Key excerpts from the Egan-Jones report:
“We believe that support for voting the management ballot is merited and
that voting the management ballot (WHITE PROXY CARD) AGAINST the two
proposals made by the dissidents is in the best interests of the Company
and its shareholders.”
“In light of current market conditions and the Company’s sustained
strong performance, we believe that the approval of the dissidents’
proposal is unnecessary and not in the best interests of Cracker Barrel
Old Country Store, Inc.”
About Cracker Barrel Old Country Store®
Cracker Barrel Old Country Store, Inc. provides a friendly
home-away-from-home in its old country stores and restaurants. Guests
are cared for like family while relaxing and enjoying real home-style
food and shopping that's surprisingly unique, genuinely fun and
reminiscent of America's country heritage…all at a fair price.

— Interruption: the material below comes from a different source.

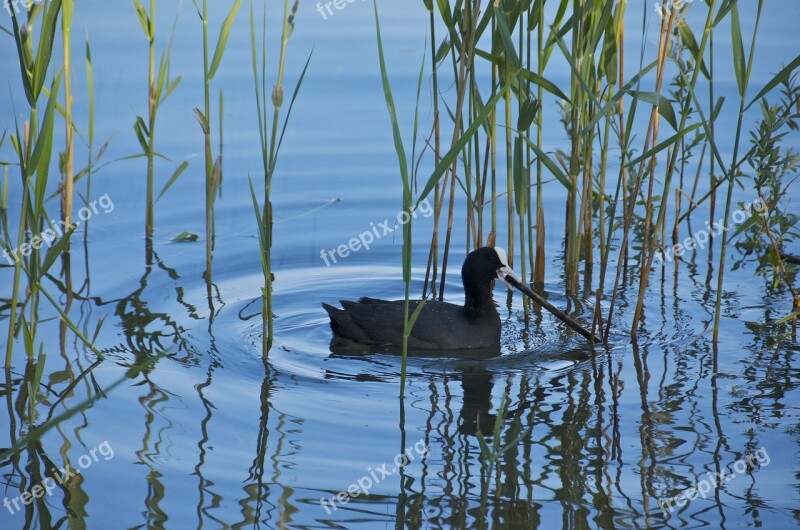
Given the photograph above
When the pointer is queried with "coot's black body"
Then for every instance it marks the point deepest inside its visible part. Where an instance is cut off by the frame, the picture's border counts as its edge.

Cracker Barrel Old Country Store, Inc. (Nasdaq:CBRL) was established in
1969 in Lebanon, Tenn. and operates 626 company-owned locations in 42
states. For more information, visit crackerbarrel.com.
CBRL-F
Important Additional Information
Cracker Barrel, its directors and certain of its executive officers may
be deemed to be participants in the solicitation of proxies from Cracker
Barrel shareholders in connection with the matters to be considered at
the special meeting of Cracker Barrel's shareholders to be held on April
23, 2014. On March 21, 2014, Cracker Barrel filed a definitive proxy
statement (the "Proxy Statement") with the U.S. Securities and Exchange
Commission (the "SEC") in connection with the solicitation of proxies
from Cracker Barrel shareholders. INVESTORS AND SHAREHOLDERS ARE
STRONGLY ENCOURAGED TO READ THE PROXY STATEMENT AND ACCOMPANYING WHITE
PROXY CARD AND OTHER DOCUMENTS FILED WITH THE SEC CAREFULLY AND IN THEIR
ENTIRETY WHEN THEY BECOME AVAILABLE AS THEY WILL CONTAIN IMPORTANT
INFORMATION. Shareholders may obtain the Proxy Statement, any amendments
or supplements to the Proxy Statement and other documents filed by
Cracker Barrel with the SEC for no charge at the SEC's website at www.sec.gov.
Copies are also available at no charge at the Investor Relations section
of our corporate website at www.crackerbarrel.com.
1 Permission to use quotes from the ISS report, the Glass
Lewis report and the Egan-Jones report was neither sought nor obtained.